I am trying to classify (3-class classification problem) speech spectrograms with a CNN-BiLSTM model. The input to my model is a spectrogram split into N-splits. Here, a common base 1D-CNN model extracts features from the splits and feeds it to a BiLSTM model for classification. Here’s my code for the same:
#IMPORTS
import torch
from torch import nn
#MODELS
class SpeechCNN(nn.Module):
'''
Base 1-D CNN to extract features from spectrogram
'''
def __init__(self, p_drop=0.1):
super(SpeechCNN, self).__init__()
self.relu = nn.ReLU()
self.dropout = nn.Dropout(p=p_drop)
self.maxpool = nn.MaxPool1d(kernel_size=2, stride=2)
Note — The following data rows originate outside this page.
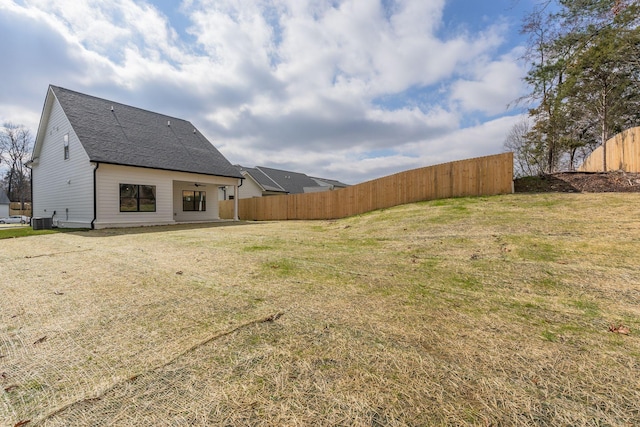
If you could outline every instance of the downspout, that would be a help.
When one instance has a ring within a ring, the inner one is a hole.
[[[96,167],[93,168],[93,219],[91,220],[91,229],[95,229],[93,225],[98,219],[98,199],[96,198],[96,171],[100,167],[100,162],[96,162]],[[33,203],[33,202],[32,202]]]
[[[239,206],[238,204],[240,203],[239,199],[240,199],[240,192],[238,191],[240,189],[240,187],[242,187],[242,184],[244,184],[244,178],[240,178],[240,185],[237,185],[233,191],[234,191],[234,195],[233,195],[233,220],[234,221],[239,221],[240,217],[238,216],[238,210],[239,210]]]
[[[31,168],[31,165],[33,164],[33,160],[28,160],[24,165],[29,168],[29,170],[31,171],[31,176],[29,177],[29,191],[31,192],[31,196],[29,197],[29,200],[31,200],[31,215],[29,216],[29,225],[33,225],[33,169]]]

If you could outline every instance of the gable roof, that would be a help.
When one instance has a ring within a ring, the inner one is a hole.
[[[45,110],[50,95],[60,103],[92,162],[242,178],[186,120],[53,85]],[[37,139],[41,137],[39,130]]]
[[[9,200],[9,196],[7,196],[4,191],[0,191],[0,205],[9,205],[9,204],[11,204],[11,200]]]

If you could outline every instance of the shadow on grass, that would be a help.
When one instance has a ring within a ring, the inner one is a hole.
[[[99,230],[73,230],[72,233],[83,237],[112,237],[112,236],[127,236],[134,234],[148,234],[148,233],[167,233],[172,231],[184,231],[184,230],[206,230],[212,228],[228,228],[239,226],[250,226],[258,224],[266,224],[267,222],[254,222],[254,221],[216,221],[216,222],[199,222],[199,223],[186,223],[186,224],[172,224],[172,225],[150,225],[144,227],[123,227],[123,228],[102,228]]]
[[[266,222],[263,222],[266,224]],[[126,236],[133,234],[147,233],[166,233],[172,231],[183,230],[199,230],[210,228],[227,228],[236,226],[257,225],[258,222],[253,221],[220,221],[206,223],[190,223],[175,225],[154,225],[146,227],[126,227],[126,228],[103,228],[100,230],[91,230],[88,228],[52,228],[48,230],[34,230],[31,227],[14,227],[0,230],[0,240],[15,239],[18,237],[41,236],[44,234],[66,233],[82,237],[112,237]]]

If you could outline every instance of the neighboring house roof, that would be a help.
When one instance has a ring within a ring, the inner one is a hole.
[[[334,188],[346,188],[349,186],[349,184],[345,184],[344,182],[340,182],[340,181],[336,181],[335,179],[326,179],[326,178],[318,178],[318,177],[311,177],[311,179],[318,181],[320,183],[320,185],[330,185],[333,186]]]
[[[269,178],[264,172],[262,172],[258,168],[245,168],[239,166],[240,170],[247,175],[249,175],[260,187],[262,187],[262,191],[269,192],[278,192],[278,193],[286,193],[287,191],[280,187],[277,182],[273,179]]]
[[[50,89],[92,162],[242,178],[186,120],[57,86]]]
[[[11,200],[9,200],[9,196],[7,196],[4,191],[0,191],[0,205],[10,205]]]
[[[249,174],[265,191],[300,194],[313,191],[314,188],[347,187],[347,184],[340,181],[312,178],[304,173],[268,168],[265,166],[256,166],[255,168],[240,166],[240,169]]]

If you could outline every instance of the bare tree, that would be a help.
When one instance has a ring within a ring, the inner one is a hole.
[[[513,168],[516,177],[544,173],[545,152],[531,140],[530,120],[522,118],[513,125],[504,141],[504,149],[513,152]]]
[[[0,153],[3,154],[2,158],[8,168],[4,184],[9,199],[20,201],[21,205],[30,199],[31,174],[24,164],[32,146],[31,132],[24,126],[8,122],[0,128]]]

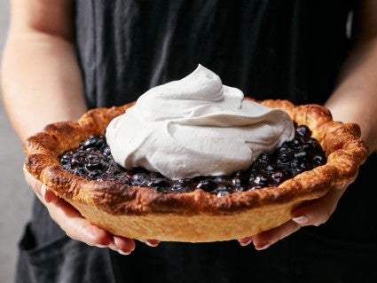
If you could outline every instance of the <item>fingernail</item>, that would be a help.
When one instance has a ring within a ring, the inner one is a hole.
[[[131,254],[131,252],[123,252],[122,250],[117,250],[117,252],[123,255],[129,255]]]
[[[157,247],[158,244],[160,243],[160,240],[145,240],[144,242],[146,245],[148,245],[149,247]]]
[[[239,243],[242,247],[246,247],[249,245],[252,241],[253,241],[252,238],[245,238],[245,239],[239,240]]]
[[[45,195],[46,195],[46,187],[44,185],[41,186],[41,195],[43,197],[43,199],[45,199]]]
[[[264,245],[255,246],[255,249],[257,249],[257,250],[263,250],[263,249],[266,249],[267,248],[269,248],[270,246],[271,246],[271,244],[266,243]]]
[[[306,216],[302,216],[298,217],[292,218],[293,221],[295,221],[296,224],[302,225],[306,224],[309,222],[309,217]]]

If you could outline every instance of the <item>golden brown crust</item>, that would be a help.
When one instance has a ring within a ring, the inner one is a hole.
[[[285,109],[307,125],[327,155],[327,163],[297,175],[278,187],[234,193],[224,197],[196,190],[159,193],[148,188],[89,181],[65,170],[59,156],[91,134],[104,134],[108,122],[133,104],[89,111],[77,122],[59,122],[25,143],[26,168],[91,223],[132,239],[205,242],[251,236],[291,218],[304,201],[352,181],[368,150],[353,123],[334,122],[318,105],[295,106],[287,100],[260,103]]]

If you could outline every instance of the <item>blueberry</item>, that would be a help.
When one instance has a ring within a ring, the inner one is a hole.
[[[295,133],[298,137],[302,138],[302,139],[307,139],[311,136],[311,131],[309,130],[309,128],[305,125],[300,125],[295,129]]]
[[[211,192],[217,187],[217,184],[211,179],[204,179],[201,180],[196,187],[206,192]]]

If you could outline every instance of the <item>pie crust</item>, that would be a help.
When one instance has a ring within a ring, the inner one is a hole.
[[[251,236],[288,221],[292,209],[303,202],[350,183],[368,154],[359,138],[359,127],[334,122],[330,112],[321,106],[295,106],[287,100],[258,102],[283,108],[298,124],[307,125],[325,150],[327,162],[278,187],[224,197],[200,189],[160,193],[150,188],[87,180],[62,168],[59,157],[64,152],[77,147],[90,135],[103,135],[113,118],[133,106],[130,103],[92,109],[78,121],[46,126],[25,142],[26,168],[90,223],[116,235],[185,242]]]

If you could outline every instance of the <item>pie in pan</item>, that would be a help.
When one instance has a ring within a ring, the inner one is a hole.
[[[116,235],[185,242],[251,236],[288,221],[300,204],[351,182],[368,153],[359,127],[333,121],[321,106],[271,99],[258,103],[282,108],[297,124],[306,125],[326,153],[326,162],[277,186],[221,197],[200,189],[161,193],[149,187],[89,180],[62,167],[59,158],[65,152],[90,135],[104,135],[110,121],[132,106],[130,103],[92,109],[78,121],[46,126],[25,143],[26,168],[90,223]]]

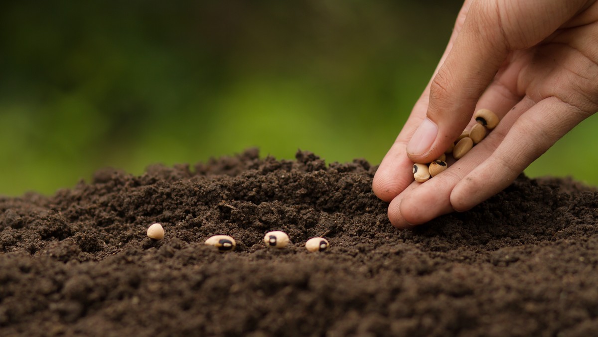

n_kernels = [64, 128, 256, 512]
#ConvLayer1
self.conv1 = nn.Conv1d(128, n_kernels[0], kernel_size=3, stride=1, padding=1, bias=True)
self.bn1 = nn.BatchNorm1d(n_kernels[0], eps=1e-05, momentum=0.1, affine=True, track_running_stats=True)
#ConvLayer2
self.conv2 = nn.Conv1d(n_kernels[0], n_kernels[1], kernel_size=3, stride=1, padding=1, bias=True)
self.bn2 = nn.BatchNorm1d(n_kernels[1], eps=1e-05, momentum=0.1, affine=True, track_running_stats=True)
#ConvLayer3
self.conv3 = nn.Conv1d(n_kernels[1], n_kernels[2], kernel_size=3, stride=1, padding=1, bias=True)
self.bn3 = nn.BatchNorm1d(n_kernels[2], eps=1e-05, momentum=0.1, affine=True, track_running_stats=True)
#ConvLayer4
self.conv4 = nn.Conv1d(n_kernels[2], n_kernels[3], kernel_size=3, stride=1, padding=1, bias=True)
self.bn4 = nn.BatchNorm1d(n_kernels[3], eps=1e-05, momentum=0.1, affine=True, track_running_stats=True)
#DenseLayers
self.avgpool = nn.AdaptiveAvgPool1d(1)
self.fc1 = nn.Linear(512, 64)
def forward(self, x):
bs, ts, channels, length = x.size()
cnn_in = x.view(bs*ts, channels, length)
out = self.maxpool(self.relu(self.bn1(self.conv1(cnn_in))))
out = self.maxpool(self.relu(self.bn2(self.conv2(out))))
out = self.maxpool(self.relu(self.bn3(self.conv3(out))))
out = self.maxpool(self.relu(self.bn4(self.conv4(out))))
out = self.avgpool(out)
out = out.view(bs*ts, 512)
out = self.dropout(self.relu(self.fc1(out)))
return out
class CNN_BiLSTM(nn.Module):
'''
CNN-BiLSTM Model for one split
'''
def __init__(self, p_drop=0.1):
super(CNN_BiLSTM, self).__init__()
self.relu = nn.ReLU()
self.dropout = nn.Dropout(p=p_drop)
self.cnn = SpeechCNN(p_drop=p_drop)
self.bilstm = nn.LSTM(input_size=64, hidden_size=64,
num_layers=1, batch_first=True, bidirectional=True)
self.fc1 = nn.Linear(128, 64)
def forward(self, x):
#Time-Distributed CNN
bs, ts, channels, length = x.size()
cnn_out = self.cnn(x)
#BiLSTM
bilstm_in = cnn_out.view(bs, ts, -1)
bilstm_out, (h_n, c_n) = self.bilstm(bilstm_in)
final_bilstm_output = torch.mean(bilstm_out, dim=1)
#Dense
out = self.dropout(self.relu(self.fc1(final_bilstm_output)))
return out
class SpeechClassifier(nn.Module):
'''
Classification layer appended
'''
def __init__(self, p_drop=0.05):
super(SpeechClassifier, self).__init__()
self.CNN_BiLSTM = CNN_BiLSTM(p_drop=p_drop)
self.fc1 = nn.Linear(64, 64)
self.fc2 = nn.Linear(64, 3)
def forward(self, x):
out = self.CNN_BiLSTM(x)
out = self.fc1(out)
out = self.fc2(out)
return out
This model fails to learn anything at all. The same architecture achieves good convergence in Keras with its TimeDistributed CNN models. Can someone kindly point out any bugs in my code that might be affecting my learning process?